For the most part, punctuation will go inside quotation marks. There. I wanted to get that out of the way. If you need punctuation at the end of a quotation (and check guide above to see whether or not you do), and you are writing according to MLA standards, your punctuation will be in the correct spot most of the time if you keep the punctuation marks inside the quotation marks (in other words: between the last letter of the quotation and the closing quotation mark).
Sometimes, this is what we have to do when quoting a text that doesn't have page numbers. Since we can't cite a page number, then we can't use parenthetical citations (like we would with a book, shown in the example above). Here's how that might look:
According to Malcolm Gladwell's "The Courthouse Ring: Atticus Finch and the Limits of Southern Liberalism," "If Finch were a civil-rights hero, he would be brimming with rage at the unjust verdict."
Notice the period between the t in "verdict," and the closing quotation mark. Gladwell ends his sentence just that way too, so the period was taken directly from the article, and included as it appears in the text. All we did to quote it is add quotation marks at the beginning and the end, making sure that the closing period appears immediately after the period.
You may also notice the comma after the word "Liberalism" in the article's title. Keep in mind that article titles should be noted with quotation marks in MLA standards, so the same rules apply here for punctuation: we need a comma before the quotation begins, but since the last word right before the quotation is part of the article title, we need to make sure that the comma appears inside those quotation marks too (even though there would be no comma at the end of the title if we pulled up the website).
Sometimes, we might quote only part of a sentence, so the quotation would normally end with a comma or other punctuation mark. In that case, we actually change the punctuation mark from what we see in the quotation. So, something like this:
Describing Atticus' decision at the end of the novel, Gladwell explains, "Boo Radley, the reclusive neighbor of the Finches, comes to the children’s defense, and in the scuffle Radley kills Ewell. Sheriff Tate brings the news to Finch, and persuades him to lie about what actually happened;"
Would be changed to:
Describing Atticus' decision at the end of the novel, Gladwell explains, "Boo Radley, the reclusive neighbor of the Finches, comes to the children’s defense, and in the scuffle Radley kills Ewell. Sheriff Tate brings the news to Finch, and persuades him to lie about what actually happened."

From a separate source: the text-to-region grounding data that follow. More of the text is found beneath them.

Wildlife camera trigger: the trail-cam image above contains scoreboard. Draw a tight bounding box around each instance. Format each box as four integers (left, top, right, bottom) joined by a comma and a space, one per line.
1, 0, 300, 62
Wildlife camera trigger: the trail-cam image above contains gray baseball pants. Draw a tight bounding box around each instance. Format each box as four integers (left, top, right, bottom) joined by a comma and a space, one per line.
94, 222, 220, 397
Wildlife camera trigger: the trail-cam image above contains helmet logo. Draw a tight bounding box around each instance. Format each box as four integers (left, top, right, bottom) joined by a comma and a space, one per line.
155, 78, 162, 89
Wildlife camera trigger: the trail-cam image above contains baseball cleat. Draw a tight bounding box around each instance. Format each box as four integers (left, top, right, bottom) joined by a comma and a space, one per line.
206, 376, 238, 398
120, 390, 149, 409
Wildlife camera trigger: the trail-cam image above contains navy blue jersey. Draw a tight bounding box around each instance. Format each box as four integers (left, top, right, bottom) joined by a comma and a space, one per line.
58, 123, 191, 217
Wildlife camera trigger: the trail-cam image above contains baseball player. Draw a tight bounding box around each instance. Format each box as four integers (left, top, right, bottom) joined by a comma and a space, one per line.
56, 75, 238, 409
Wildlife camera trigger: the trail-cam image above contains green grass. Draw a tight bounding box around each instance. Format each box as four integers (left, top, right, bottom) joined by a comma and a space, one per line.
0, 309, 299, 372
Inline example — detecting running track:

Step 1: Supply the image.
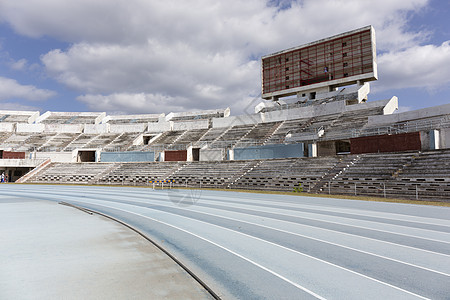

Even though the original text does not end the sentence there, it's fine to make small edits to a quotation to make the quotation fit your sentence better (as long as you're not changing the meaning of the quotation). There's no change in meaning to the sentence if we change a comma or a semicolon to a period, so it's fine to make these changes to a quotation. Just remember to keep the punctuation (if it should be there) inside the quotation marks.